Remix.run Logo
srameshc 5 days ago

I love SQLite and this is in no way I'm making a point devaluing SQLite, Author's method is excellent approach to get analytical speed out of SQLite. But I am loving DuckDB for similar analytical workloads as it is built for such tasks. DuckDB also reads from single file, like SQLite and DuckDB process large data sets at extreme speeds. I work on my macbook m2 and I have been dealing with about 20 million records and it works fast, very fast.

Loading data into DuckDB is super easy, I was surprised :

SELECT avg(sale_price), count(DISTINCT customer_id) FROM '/my-data-lake/sales/2024/*.json';

and you can also load into a JSON type column and can use postgres type syntax col->>'$.key'

loa_observer 5 days ago | parent | next [-]
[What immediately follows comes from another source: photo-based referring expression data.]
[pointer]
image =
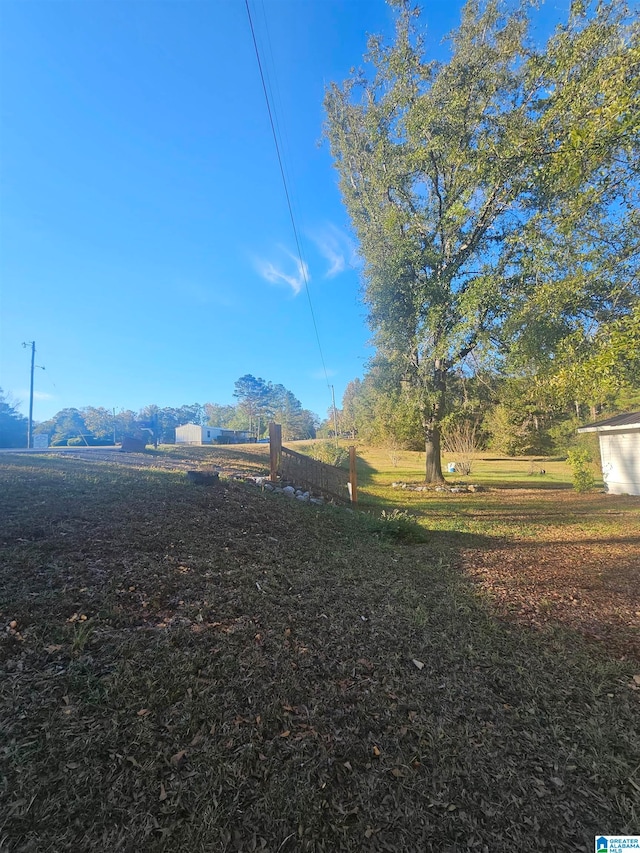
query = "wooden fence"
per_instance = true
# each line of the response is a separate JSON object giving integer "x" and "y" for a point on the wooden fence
{"x": 316, "y": 476}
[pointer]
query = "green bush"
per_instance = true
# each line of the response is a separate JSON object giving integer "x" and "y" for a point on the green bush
{"x": 395, "y": 526}
{"x": 580, "y": 460}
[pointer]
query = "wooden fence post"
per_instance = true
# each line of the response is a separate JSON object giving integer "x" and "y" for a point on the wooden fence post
{"x": 275, "y": 449}
{"x": 353, "y": 476}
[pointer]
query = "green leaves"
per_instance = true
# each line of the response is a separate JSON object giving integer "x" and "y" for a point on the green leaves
{"x": 495, "y": 196}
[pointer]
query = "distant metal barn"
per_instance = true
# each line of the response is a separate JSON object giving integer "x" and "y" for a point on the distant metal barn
{"x": 619, "y": 452}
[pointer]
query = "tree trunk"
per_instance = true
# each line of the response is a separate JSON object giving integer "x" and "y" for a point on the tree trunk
{"x": 433, "y": 467}
{"x": 431, "y": 422}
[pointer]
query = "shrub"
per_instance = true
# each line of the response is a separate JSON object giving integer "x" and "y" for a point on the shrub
{"x": 580, "y": 460}
{"x": 396, "y": 526}
{"x": 462, "y": 441}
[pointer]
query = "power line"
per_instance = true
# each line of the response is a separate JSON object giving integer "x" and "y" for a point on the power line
{"x": 303, "y": 268}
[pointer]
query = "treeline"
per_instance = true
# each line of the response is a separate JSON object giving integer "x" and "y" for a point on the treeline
{"x": 258, "y": 402}
{"x": 495, "y": 200}
{"x": 486, "y": 410}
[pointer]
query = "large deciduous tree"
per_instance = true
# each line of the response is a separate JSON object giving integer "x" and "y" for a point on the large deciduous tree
{"x": 446, "y": 167}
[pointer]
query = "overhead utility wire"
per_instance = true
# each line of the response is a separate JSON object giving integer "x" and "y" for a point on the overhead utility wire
{"x": 303, "y": 268}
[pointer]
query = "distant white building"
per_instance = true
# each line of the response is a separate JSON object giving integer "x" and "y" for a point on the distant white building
{"x": 619, "y": 452}
{"x": 196, "y": 434}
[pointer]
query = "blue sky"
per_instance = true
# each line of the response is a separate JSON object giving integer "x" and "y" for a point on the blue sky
{"x": 145, "y": 240}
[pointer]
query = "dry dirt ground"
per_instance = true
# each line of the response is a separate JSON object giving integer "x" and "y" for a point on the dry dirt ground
{"x": 220, "y": 669}
{"x": 584, "y": 576}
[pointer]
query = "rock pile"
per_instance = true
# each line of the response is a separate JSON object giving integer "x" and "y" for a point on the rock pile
{"x": 454, "y": 489}
{"x": 289, "y": 490}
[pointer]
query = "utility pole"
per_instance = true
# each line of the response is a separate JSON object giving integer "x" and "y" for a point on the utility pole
{"x": 31, "y": 344}
{"x": 335, "y": 415}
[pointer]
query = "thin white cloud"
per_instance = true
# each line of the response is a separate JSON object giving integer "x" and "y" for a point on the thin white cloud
{"x": 337, "y": 248}
{"x": 294, "y": 274}
{"x": 320, "y": 374}
{"x": 23, "y": 395}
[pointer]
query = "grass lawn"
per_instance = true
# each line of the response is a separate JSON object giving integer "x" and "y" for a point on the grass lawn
{"x": 221, "y": 669}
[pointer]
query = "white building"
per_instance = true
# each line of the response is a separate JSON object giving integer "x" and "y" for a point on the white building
{"x": 619, "y": 452}
{"x": 196, "y": 434}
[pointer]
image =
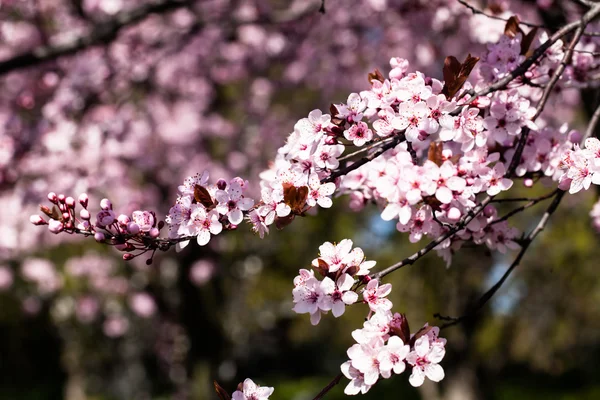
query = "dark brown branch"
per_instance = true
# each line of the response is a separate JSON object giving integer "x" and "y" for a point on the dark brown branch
{"x": 522, "y": 208}
{"x": 365, "y": 148}
{"x": 434, "y": 243}
{"x": 514, "y": 163}
{"x": 364, "y": 160}
{"x": 525, "y": 243}
{"x": 589, "y": 132}
{"x": 475, "y": 10}
{"x": 538, "y": 52}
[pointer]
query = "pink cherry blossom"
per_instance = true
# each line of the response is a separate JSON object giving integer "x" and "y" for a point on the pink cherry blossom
{"x": 425, "y": 360}
{"x": 374, "y": 295}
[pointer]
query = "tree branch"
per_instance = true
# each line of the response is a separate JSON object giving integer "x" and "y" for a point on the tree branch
{"x": 524, "y": 246}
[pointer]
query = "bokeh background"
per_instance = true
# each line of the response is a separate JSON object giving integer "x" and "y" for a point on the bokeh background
{"x": 155, "y": 91}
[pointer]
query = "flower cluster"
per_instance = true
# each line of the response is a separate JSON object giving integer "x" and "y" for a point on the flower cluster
{"x": 385, "y": 345}
{"x": 126, "y": 233}
{"x": 202, "y": 209}
{"x": 338, "y": 264}
{"x": 581, "y": 167}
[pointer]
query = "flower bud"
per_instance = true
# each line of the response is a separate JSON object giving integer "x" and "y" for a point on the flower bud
{"x": 565, "y": 184}
{"x": 331, "y": 140}
{"x": 489, "y": 211}
{"x": 84, "y": 214}
{"x": 454, "y": 214}
{"x": 105, "y": 204}
{"x": 83, "y": 200}
{"x": 55, "y": 226}
{"x": 575, "y": 136}
{"x": 145, "y": 220}
{"x": 37, "y": 220}
{"x": 52, "y": 197}
{"x": 133, "y": 228}
{"x": 70, "y": 202}
{"x": 221, "y": 184}
{"x": 105, "y": 217}
{"x": 84, "y": 225}
{"x": 123, "y": 219}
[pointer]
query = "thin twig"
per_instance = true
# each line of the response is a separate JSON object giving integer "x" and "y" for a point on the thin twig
{"x": 365, "y": 148}
{"x": 359, "y": 163}
{"x": 478, "y": 11}
{"x": 522, "y": 208}
{"x": 525, "y": 243}
{"x": 329, "y": 386}
{"x": 434, "y": 243}
{"x": 592, "y": 125}
{"x": 537, "y": 53}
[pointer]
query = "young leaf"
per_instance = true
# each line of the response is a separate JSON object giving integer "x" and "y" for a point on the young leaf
{"x": 456, "y": 74}
{"x": 295, "y": 197}
{"x": 512, "y": 27}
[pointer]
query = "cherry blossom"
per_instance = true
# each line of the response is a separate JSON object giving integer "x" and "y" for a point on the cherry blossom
{"x": 424, "y": 360}
{"x": 374, "y": 295}
{"x": 201, "y": 224}
{"x": 252, "y": 391}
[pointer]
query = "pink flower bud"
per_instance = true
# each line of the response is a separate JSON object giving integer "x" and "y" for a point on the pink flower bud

duckdb is super fast for analytic tasks, especially when u use it with visual eda tool like pygwalker. it allows u handles millions of data visuals and eda in seconds.

but i would say, comparing duckdb and sqlite is a little bit unfair, i would still use sqlite to build system in most of cases, but duckdb only for analytic. you can hardly make a smooth deployment if you apps contains duckdb on a lot of platform

trueno 5 days ago | parent [-]

depending on the size and needs of distributed system or application im kind of really excited about postgres + pg_lake. postgres has blown my mind at how well it does concurrent writes at least for the types of things i build/support for my org, the pg_lake extension then adds the ability to.. honestly work like a datalake style analytics engine. it intuitively switches whether or not the transaction goes down the normal query path or it uses duckdb which brings giga-aggregation type queries to massive datasets.
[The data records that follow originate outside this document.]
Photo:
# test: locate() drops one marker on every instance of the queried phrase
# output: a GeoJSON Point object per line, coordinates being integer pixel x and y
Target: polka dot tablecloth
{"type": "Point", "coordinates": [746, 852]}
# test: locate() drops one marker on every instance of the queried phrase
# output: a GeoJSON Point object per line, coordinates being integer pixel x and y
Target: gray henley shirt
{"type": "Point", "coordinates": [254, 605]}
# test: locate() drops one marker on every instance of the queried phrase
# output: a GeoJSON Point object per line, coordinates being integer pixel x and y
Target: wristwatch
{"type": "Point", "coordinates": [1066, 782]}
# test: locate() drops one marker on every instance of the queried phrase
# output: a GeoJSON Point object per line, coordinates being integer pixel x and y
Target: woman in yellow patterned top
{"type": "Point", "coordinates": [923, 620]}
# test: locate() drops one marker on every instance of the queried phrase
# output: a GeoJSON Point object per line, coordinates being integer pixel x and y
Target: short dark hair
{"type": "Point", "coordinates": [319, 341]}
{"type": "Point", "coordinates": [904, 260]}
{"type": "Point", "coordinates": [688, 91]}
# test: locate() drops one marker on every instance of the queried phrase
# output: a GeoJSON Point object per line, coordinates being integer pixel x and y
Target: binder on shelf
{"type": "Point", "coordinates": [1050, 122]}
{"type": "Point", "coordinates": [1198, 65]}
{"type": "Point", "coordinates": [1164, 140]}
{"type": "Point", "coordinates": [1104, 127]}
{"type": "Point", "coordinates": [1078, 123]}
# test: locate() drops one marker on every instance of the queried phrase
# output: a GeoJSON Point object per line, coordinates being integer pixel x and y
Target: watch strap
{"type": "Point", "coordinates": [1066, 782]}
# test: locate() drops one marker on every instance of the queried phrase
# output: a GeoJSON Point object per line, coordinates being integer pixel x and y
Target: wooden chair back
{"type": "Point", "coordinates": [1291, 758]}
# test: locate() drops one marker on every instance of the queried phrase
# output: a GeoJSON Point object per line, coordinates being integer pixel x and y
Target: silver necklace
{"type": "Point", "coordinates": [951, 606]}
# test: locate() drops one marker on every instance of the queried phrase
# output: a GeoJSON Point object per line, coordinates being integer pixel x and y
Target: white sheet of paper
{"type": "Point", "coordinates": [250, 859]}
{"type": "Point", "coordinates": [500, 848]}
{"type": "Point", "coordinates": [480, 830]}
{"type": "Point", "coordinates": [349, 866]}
someone should smush sqlite+duckdb together and do that kind of switching depending on query type

mikepurvis 5 days ago | parent | prev | next [-]

Whoa. Is that first query building an index of random filesystem json files on the fly?

NortySpock 5 days ago | parent [-]

It's not an index, it's just (probably parallel) file reads

That being said, it would be trivial to tweak the above script into two steps, one reading data into a DuckDB database table, and the second one reading from that table.

lame_lexem 5 days ago | parent | prev [-]

can we all agree to never store datasets uncompressed. duckdb supports reading many compression formats

hawk_ 5 days ago | parent [-]

How much impact do the various compression formats have on query performance?